MIchel Wachenheim, Nathalie Duquesne, Jean-Christophe Lambert et Éléanor Sohier n'ont pas manqué de rappeler tout le chemin qui reste à parcourir pour la filière aéronautique afin de maîtriser son poids environnemental, à l'occasion des 10 ans de l'AéroForum, organisé par La Tribune jeudi 9 novembre. (Crédits : Rémi Benoit)

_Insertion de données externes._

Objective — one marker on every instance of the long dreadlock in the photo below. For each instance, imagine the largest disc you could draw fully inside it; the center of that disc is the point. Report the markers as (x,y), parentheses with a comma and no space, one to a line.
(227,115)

« Qu'on ne nous dise pas que d'ici 15 ou 20 ans nous n'aurons pas une aviation propre et décarbonée ! Mais pour cela, il faut absolument se remettre au travail (...) Depuis 50 ans, nous avons optimisé. C'est bien, mais cela ne suffit pas. Ce n'est pas avec de l'optimisation que nous allons atteindre nos objectifs de la décarbonation pour 2050 », a lancé le docteur Bertrand Piccard, en ouverture des 10 ans de l'AéroForum, organisé par La Tribune jeudi 9 novembre à Toulouse. Le ton était alors donné pour ce grand raout annuel de la supply chain aéronautique, pointée du doigt alors qu'elle n'est responsable que de 3% des émissions mondiales de CO2.

« Sur ce sujet, il faut être modeste. Qu'est-ce-que sera le transport aérien dans 20 voire 30 ans ? Nous ne le savons pas vraiment. On essaie de le construire, mais cela dépendra des décisions que nous prendrons aujourd'hui. Il y a un certain déficit de ce côté », tempère Michel Wachenheim, le président de l'Académie de l'Air et de l'Espace.

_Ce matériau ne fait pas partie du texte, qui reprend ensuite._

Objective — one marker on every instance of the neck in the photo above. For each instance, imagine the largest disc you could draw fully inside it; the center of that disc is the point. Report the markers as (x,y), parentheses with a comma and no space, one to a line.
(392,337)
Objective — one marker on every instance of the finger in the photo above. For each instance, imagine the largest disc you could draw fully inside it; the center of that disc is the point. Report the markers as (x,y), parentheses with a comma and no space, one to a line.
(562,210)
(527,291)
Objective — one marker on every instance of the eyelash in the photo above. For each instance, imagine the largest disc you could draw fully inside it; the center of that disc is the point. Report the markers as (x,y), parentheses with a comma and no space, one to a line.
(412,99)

Pour cet ingénieur de formation, un enjeu sera au coeur du transport aérien de demain :« il faudra beaucoup d'électricité ». « Le besoin est gigantesque. L'Europe aura besoin de multiplier sa production d'énergie décarbonée par quatre. Cela représente un investissement annuel de 250 milliards d'euros, soit 6.000 Térawatt-heures de plus qu'aujourd'hui », ajoute-t-il. À l'heure où la France s'est lancée dans la course aux mini-centrales nucléaires, la position de l'une de ses rares filières industrielles encore puissante pèsera certainement lourd dans la balance à l'heure des choix (politiques).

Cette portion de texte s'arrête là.